Securing the Museum

The Nasher Museum of Art, like the old Duke University art museum, allows students to be involved not as volunteers or as visitors, but as security guards.

Though this job opportunity may be a sharp departure from the usual lab technician or TA positions typically sought, it is nothing new to Kimberly Rorschach, Nasher’s new director. As a previous director of the art museum at the University of Chicago, Rorschach employed both graduate and undergraduate students as security guards, following the example of many other university art museums.
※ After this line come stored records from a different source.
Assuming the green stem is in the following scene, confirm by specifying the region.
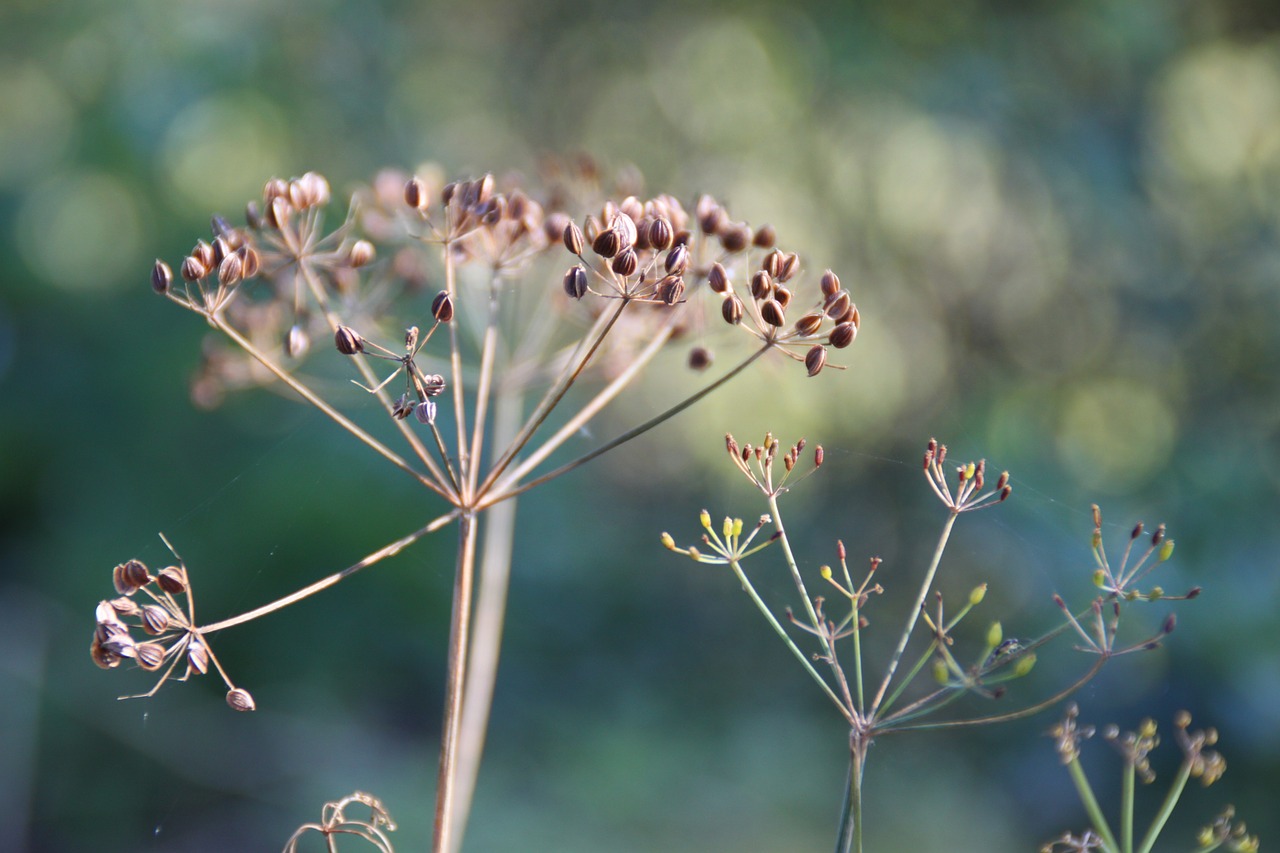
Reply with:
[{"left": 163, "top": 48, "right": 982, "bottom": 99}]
[
  {"left": 868, "top": 512, "right": 960, "bottom": 717},
  {"left": 1138, "top": 760, "right": 1192, "bottom": 853},
  {"left": 1066, "top": 758, "right": 1128, "bottom": 853}
]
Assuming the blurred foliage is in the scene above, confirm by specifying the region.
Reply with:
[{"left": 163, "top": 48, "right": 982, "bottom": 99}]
[{"left": 0, "top": 0, "right": 1280, "bottom": 852}]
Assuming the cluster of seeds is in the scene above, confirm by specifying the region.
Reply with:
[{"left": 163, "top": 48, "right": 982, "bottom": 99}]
[{"left": 90, "top": 548, "right": 255, "bottom": 711}]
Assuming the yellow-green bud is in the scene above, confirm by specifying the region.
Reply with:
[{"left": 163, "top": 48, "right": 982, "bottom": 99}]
[{"left": 933, "top": 658, "right": 950, "bottom": 684}]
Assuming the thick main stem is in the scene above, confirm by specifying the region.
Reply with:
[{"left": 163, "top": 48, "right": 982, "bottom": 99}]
[{"left": 431, "top": 512, "right": 476, "bottom": 853}]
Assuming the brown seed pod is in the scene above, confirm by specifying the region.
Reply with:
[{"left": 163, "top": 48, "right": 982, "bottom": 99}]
[
  {"left": 227, "top": 688, "right": 257, "bottom": 711},
  {"left": 822, "top": 291, "right": 849, "bottom": 320},
  {"left": 562, "top": 222, "right": 582, "bottom": 255},
  {"left": 796, "top": 311, "right": 824, "bottom": 337},
  {"left": 760, "top": 300, "right": 787, "bottom": 328},
  {"left": 751, "top": 269, "right": 773, "bottom": 300},
  {"left": 591, "top": 228, "right": 621, "bottom": 257},
  {"left": 646, "top": 216, "right": 676, "bottom": 252},
  {"left": 751, "top": 224, "right": 778, "bottom": 248},
  {"left": 654, "top": 275, "right": 685, "bottom": 305},
  {"left": 284, "top": 323, "right": 311, "bottom": 359},
  {"left": 721, "top": 293, "right": 746, "bottom": 325},
  {"left": 431, "top": 291, "right": 453, "bottom": 323},
  {"left": 156, "top": 566, "right": 187, "bottom": 596},
  {"left": 333, "top": 325, "right": 365, "bottom": 355},
  {"left": 133, "top": 643, "right": 164, "bottom": 672},
  {"left": 187, "top": 637, "right": 209, "bottom": 675},
  {"left": 111, "top": 560, "right": 151, "bottom": 596},
  {"left": 827, "top": 323, "right": 858, "bottom": 350},
  {"left": 719, "top": 222, "right": 751, "bottom": 252},
  {"left": 142, "top": 605, "right": 169, "bottom": 635},
  {"left": 347, "top": 240, "right": 378, "bottom": 269},
  {"left": 818, "top": 269, "right": 840, "bottom": 298},
  {"left": 151, "top": 257, "right": 173, "bottom": 296},
  {"left": 707, "top": 261, "right": 732, "bottom": 293},
  {"left": 663, "top": 243, "right": 689, "bottom": 275},
  {"left": 564, "top": 266, "right": 586, "bottom": 300},
  {"left": 689, "top": 347, "right": 712, "bottom": 370}
]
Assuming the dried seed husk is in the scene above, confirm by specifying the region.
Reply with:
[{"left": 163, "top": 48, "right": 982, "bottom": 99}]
[
  {"left": 431, "top": 291, "right": 453, "bottom": 323},
  {"left": 284, "top": 323, "right": 311, "bottom": 359},
  {"left": 333, "top": 325, "right": 365, "bottom": 355},
  {"left": 142, "top": 605, "right": 169, "bottom": 637},
  {"left": 760, "top": 300, "right": 787, "bottom": 327},
  {"left": 654, "top": 275, "right": 685, "bottom": 305},
  {"left": 156, "top": 566, "right": 187, "bottom": 596},
  {"left": 796, "top": 311, "right": 824, "bottom": 337},
  {"left": 136, "top": 643, "right": 164, "bottom": 672},
  {"left": 187, "top": 637, "right": 209, "bottom": 675},
  {"left": 564, "top": 266, "right": 586, "bottom": 300},
  {"left": 827, "top": 323, "right": 858, "bottom": 350},
  {"left": 751, "top": 269, "right": 773, "bottom": 300},
  {"left": 227, "top": 688, "right": 257, "bottom": 711},
  {"left": 609, "top": 246, "right": 640, "bottom": 275},
  {"left": 707, "top": 261, "right": 732, "bottom": 293},
  {"left": 111, "top": 560, "right": 151, "bottom": 596},
  {"left": 804, "top": 343, "right": 827, "bottom": 377},
  {"left": 721, "top": 293, "right": 746, "bottom": 325}
]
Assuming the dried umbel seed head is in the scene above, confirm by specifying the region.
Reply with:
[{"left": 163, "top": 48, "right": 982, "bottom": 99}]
[
  {"left": 563, "top": 222, "right": 584, "bottom": 256},
  {"left": 227, "top": 688, "right": 257, "bottom": 711},
  {"left": 689, "top": 347, "right": 712, "bottom": 370},
  {"left": 156, "top": 566, "right": 187, "bottom": 596},
  {"left": 719, "top": 222, "right": 751, "bottom": 252},
  {"left": 796, "top": 311, "right": 823, "bottom": 337},
  {"left": 751, "top": 224, "right": 778, "bottom": 248},
  {"left": 804, "top": 343, "right": 827, "bottom": 377},
  {"left": 751, "top": 269, "right": 773, "bottom": 300},
  {"left": 111, "top": 560, "right": 151, "bottom": 596},
  {"left": 721, "top": 293, "right": 746, "bottom": 325},
  {"left": 333, "top": 325, "right": 365, "bottom": 355},
  {"left": 431, "top": 291, "right": 453, "bottom": 323},
  {"left": 347, "top": 240, "right": 378, "bottom": 269},
  {"left": 827, "top": 323, "right": 858, "bottom": 350},
  {"left": 645, "top": 216, "right": 676, "bottom": 252},
  {"left": 760, "top": 300, "right": 787, "bottom": 328},
  {"left": 591, "top": 222, "right": 621, "bottom": 257},
  {"left": 654, "top": 275, "right": 685, "bottom": 305},
  {"left": 707, "top": 261, "right": 731, "bottom": 293},
  {"left": 284, "top": 323, "right": 311, "bottom": 359},
  {"left": 609, "top": 246, "right": 640, "bottom": 275},
  {"left": 663, "top": 243, "right": 689, "bottom": 275},
  {"left": 773, "top": 252, "right": 800, "bottom": 283},
  {"left": 182, "top": 255, "right": 209, "bottom": 282},
  {"left": 564, "top": 266, "right": 586, "bottom": 300},
  {"left": 151, "top": 257, "right": 173, "bottom": 296}
]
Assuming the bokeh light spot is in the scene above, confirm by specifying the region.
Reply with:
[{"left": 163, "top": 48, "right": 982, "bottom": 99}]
[
  {"left": 160, "top": 93, "right": 290, "bottom": 213},
  {"left": 1057, "top": 379, "right": 1178, "bottom": 493},
  {"left": 18, "top": 173, "right": 145, "bottom": 291}
]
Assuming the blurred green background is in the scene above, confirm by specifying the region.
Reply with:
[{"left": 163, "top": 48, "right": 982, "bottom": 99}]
[{"left": 0, "top": 0, "right": 1280, "bottom": 852}]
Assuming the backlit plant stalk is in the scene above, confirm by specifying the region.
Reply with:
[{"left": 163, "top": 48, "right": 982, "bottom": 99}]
[
  {"left": 93, "top": 167, "right": 860, "bottom": 852},
  {"left": 662, "top": 434, "right": 1199, "bottom": 853}
]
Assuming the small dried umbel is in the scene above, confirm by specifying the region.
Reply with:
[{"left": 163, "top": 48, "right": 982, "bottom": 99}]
[{"left": 90, "top": 537, "right": 253, "bottom": 711}]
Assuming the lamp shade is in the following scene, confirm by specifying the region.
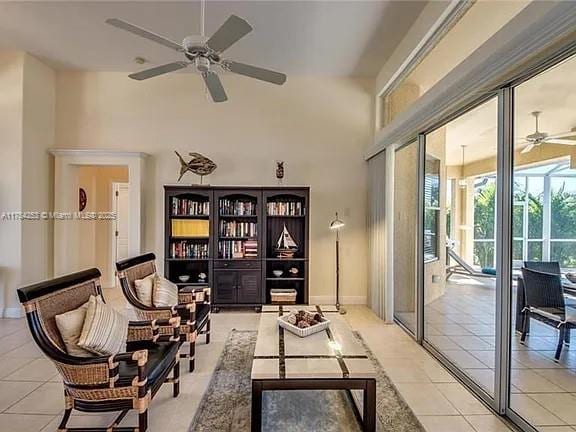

Student security guards work under the supervision of adult security professionals and undergo extensive training.

As an undergraduate at the University of Chicago and a current graduate student at Duke’s English department, Matthew Irvin has worked at both institutions’ art museums. “We take care of security things like making sure the doors are shut, making sure people aren’t touching artwork,” Irvin says.

In six years, Irvin has not encountered anything too hazardous. “The most I’ve had to do is to ask the parent of a little child climbing on some artwork to bring her down.” Anything more threatening is reported to the Duke police.

In Rorschach’s more than ten years of experience working with university student security guards, she has found them to be “at least as good, if not better than a ‘professional’ security guard.” Anticipating Nasher’s opening Oct. 2, Rorschach is “looking forward to getting [the] student guards up to speed and working with them.”